The iPhone maker released the software patches as also an update for the current version of iOS for iPhone 4 and later, 5th-generation iPod touches, and iPad 2 and later.
Meanwhile, endgadget.com reported that Apple had quietly pushed out iOS 7.0.6 and 6.1.6 -- small updates that addressed a hitherto unknown security issue with its mobile OS. The company said in its security notes that the previous versions of iOS was missing key SSL validation steps that kept secure transport from validating authentic connections, which made it possible for "attackers with a privileged network position" to "capture or modify data in sessions protected by SSL/TLS."

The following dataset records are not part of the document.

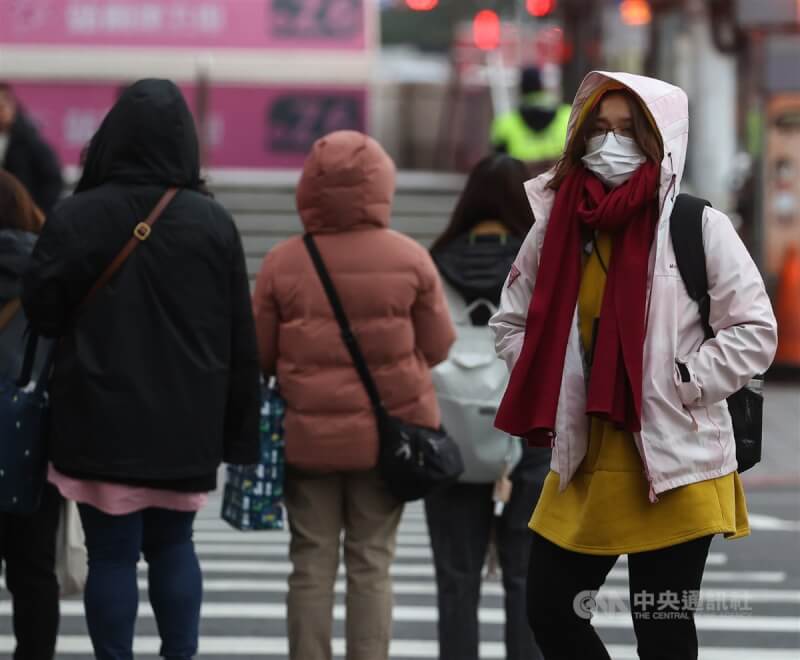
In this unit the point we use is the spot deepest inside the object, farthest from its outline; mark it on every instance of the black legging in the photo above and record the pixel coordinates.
(557, 576)
(28, 547)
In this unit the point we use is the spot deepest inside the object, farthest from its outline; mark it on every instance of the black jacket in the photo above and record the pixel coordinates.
(157, 380)
(33, 162)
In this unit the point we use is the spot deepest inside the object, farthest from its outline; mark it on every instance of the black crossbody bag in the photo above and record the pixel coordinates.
(412, 460)
(745, 406)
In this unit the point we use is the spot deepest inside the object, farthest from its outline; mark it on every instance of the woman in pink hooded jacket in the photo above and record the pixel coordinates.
(611, 367)
(392, 295)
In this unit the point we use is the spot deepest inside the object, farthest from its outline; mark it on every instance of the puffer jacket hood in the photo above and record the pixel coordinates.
(147, 138)
(348, 183)
(668, 107)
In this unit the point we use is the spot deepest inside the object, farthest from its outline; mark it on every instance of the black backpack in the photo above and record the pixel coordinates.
(745, 406)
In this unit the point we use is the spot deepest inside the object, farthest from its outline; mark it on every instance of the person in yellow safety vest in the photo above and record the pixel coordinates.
(537, 130)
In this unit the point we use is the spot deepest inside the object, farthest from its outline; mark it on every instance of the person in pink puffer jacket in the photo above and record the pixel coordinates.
(393, 297)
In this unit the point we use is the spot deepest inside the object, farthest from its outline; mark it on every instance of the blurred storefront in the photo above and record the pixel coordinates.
(264, 78)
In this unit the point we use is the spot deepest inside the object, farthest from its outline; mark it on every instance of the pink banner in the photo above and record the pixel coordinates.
(251, 127)
(333, 24)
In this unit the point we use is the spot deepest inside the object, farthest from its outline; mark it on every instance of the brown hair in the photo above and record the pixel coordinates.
(17, 209)
(644, 133)
(494, 191)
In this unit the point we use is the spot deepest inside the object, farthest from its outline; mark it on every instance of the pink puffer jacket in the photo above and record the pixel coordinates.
(390, 291)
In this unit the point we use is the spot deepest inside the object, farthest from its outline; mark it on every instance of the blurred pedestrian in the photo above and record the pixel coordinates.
(156, 378)
(27, 543)
(474, 255)
(536, 130)
(632, 397)
(392, 295)
(25, 154)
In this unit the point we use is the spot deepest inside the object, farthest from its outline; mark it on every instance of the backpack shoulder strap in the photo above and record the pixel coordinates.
(686, 232)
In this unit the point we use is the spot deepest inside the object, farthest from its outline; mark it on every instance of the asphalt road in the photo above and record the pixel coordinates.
(757, 579)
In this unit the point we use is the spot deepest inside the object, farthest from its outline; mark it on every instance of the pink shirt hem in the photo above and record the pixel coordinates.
(119, 499)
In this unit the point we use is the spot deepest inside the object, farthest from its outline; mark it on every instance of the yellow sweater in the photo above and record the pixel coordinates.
(605, 509)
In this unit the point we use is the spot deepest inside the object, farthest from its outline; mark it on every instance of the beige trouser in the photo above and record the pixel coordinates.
(320, 508)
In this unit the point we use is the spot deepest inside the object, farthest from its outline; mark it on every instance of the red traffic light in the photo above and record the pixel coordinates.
(540, 8)
(486, 29)
(635, 12)
(422, 5)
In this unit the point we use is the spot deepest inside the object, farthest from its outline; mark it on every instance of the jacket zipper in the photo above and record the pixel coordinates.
(670, 189)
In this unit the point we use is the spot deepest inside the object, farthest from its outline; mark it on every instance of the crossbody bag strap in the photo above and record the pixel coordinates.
(686, 232)
(9, 311)
(348, 337)
(140, 234)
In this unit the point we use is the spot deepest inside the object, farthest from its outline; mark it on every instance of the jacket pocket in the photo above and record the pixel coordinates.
(689, 391)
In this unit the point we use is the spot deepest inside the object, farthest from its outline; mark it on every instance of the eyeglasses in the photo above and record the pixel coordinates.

Devices running iOS were therefore failing to protect themselves on shady networks, a fact that was not known to users. According to the report, it was not known whether the security flaw as known outside of Cupertino, but it certainly was now.
The report in an update, goes on to say that researchers claimed to have found evidence that OS X too had SSL validation issues. Security firm Crowdstrike said on analysing the iOS updates it found evidence that both of Apple's platforms were vulnerable to man-in-the-middle attacks. Apple is expected to push a fix for OS X soon, but users would for now be better off avoiding shady WiFi hotspots and updating only on trusted networks.